I think it’s time that I write down my thoughts on The Hobbit as most of my readers have probably seen it.
Before I move on I’d just like to add that I’ve seen the film twice, so I really don’t feel like I can go into detail on the story as I still find the multum of plots overwhelming.
I think I’ll need to see the film a handful of times before I’m anywhere close to being able to
Anyway, this post will be about something that really bugged me the first time I saw the film and not a full-blown review.
As you know, I ended up seeing The Hobbit in Odeon in Leicester Square in London as the big man (meaning Sir PJ) intended, meaning HFR 3D.
All 3 Hobbit movies were shot by capturing 48 frames per second rather than the film industry standard 24.

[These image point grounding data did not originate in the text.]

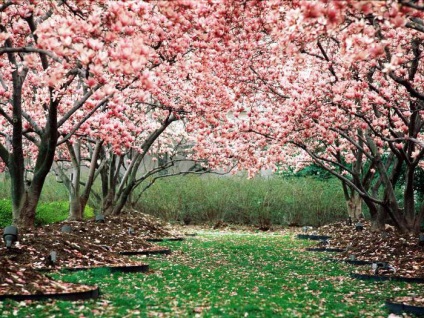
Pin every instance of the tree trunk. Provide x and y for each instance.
(354, 206)
(75, 209)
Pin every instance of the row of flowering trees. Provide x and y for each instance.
(259, 84)
(338, 83)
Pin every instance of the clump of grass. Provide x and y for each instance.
(283, 201)
(230, 275)
(46, 212)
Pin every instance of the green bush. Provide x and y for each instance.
(53, 212)
(46, 212)
(275, 200)
(5, 213)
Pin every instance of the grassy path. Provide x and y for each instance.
(227, 275)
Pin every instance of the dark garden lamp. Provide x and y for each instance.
(53, 256)
(382, 266)
(10, 235)
(66, 229)
(421, 239)
(100, 218)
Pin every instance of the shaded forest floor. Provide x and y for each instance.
(278, 273)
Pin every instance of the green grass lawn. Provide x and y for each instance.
(227, 275)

This means that a HFR movie has less motion blur and has crystal clarity.
What happens is the end product stops resembling a movie and looks like a HD TV program.

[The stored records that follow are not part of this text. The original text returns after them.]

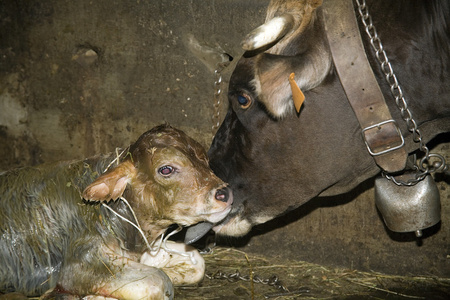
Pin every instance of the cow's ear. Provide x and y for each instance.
(111, 184)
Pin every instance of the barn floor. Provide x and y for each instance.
(228, 271)
(302, 280)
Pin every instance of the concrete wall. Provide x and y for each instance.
(83, 77)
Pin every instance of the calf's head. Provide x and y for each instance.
(166, 178)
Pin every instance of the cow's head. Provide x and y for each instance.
(166, 179)
(273, 159)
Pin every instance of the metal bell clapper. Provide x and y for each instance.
(408, 208)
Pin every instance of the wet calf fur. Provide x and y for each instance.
(55, 231)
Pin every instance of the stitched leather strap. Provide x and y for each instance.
(380, 132)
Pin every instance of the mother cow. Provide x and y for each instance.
(275, 159)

And it drove me absolutely nuts.
At times I felt like instead of the ‘cinema’ look, I got a Discovery Channel HD documentary.
I felt like the new technology had actually stripped the movie from its big screen magic.
Don’t get me wrong, the less blurs on Thorin and Kili, the better, but the end product distracted me from the story.
I respect Sir PJ’s drive for technological advancement in the motion picture experience, but it’s a shame no one stood up and pointed out that he has a wonderful story, a great cast, the success of the LOTR trilogy egging him on and sometimes less in truly more.
I share a similar thought on the 3D aspect.
Was it really vital for the story?
I haven’t seen The Hobbit in 2D so I can’t pass judgment, but I’m venturing a guess that the beautiful images and enthralling acting will stand alone and capture the viewer’s attention.
After all, the dwarvish tale is no Avatar.
I really wish Sir PJ had gotten rid of all the bells and whistles and trusted in the movie he could have made.
What do you think?
Have you had a chance to see The Hobbit in HFR 3D?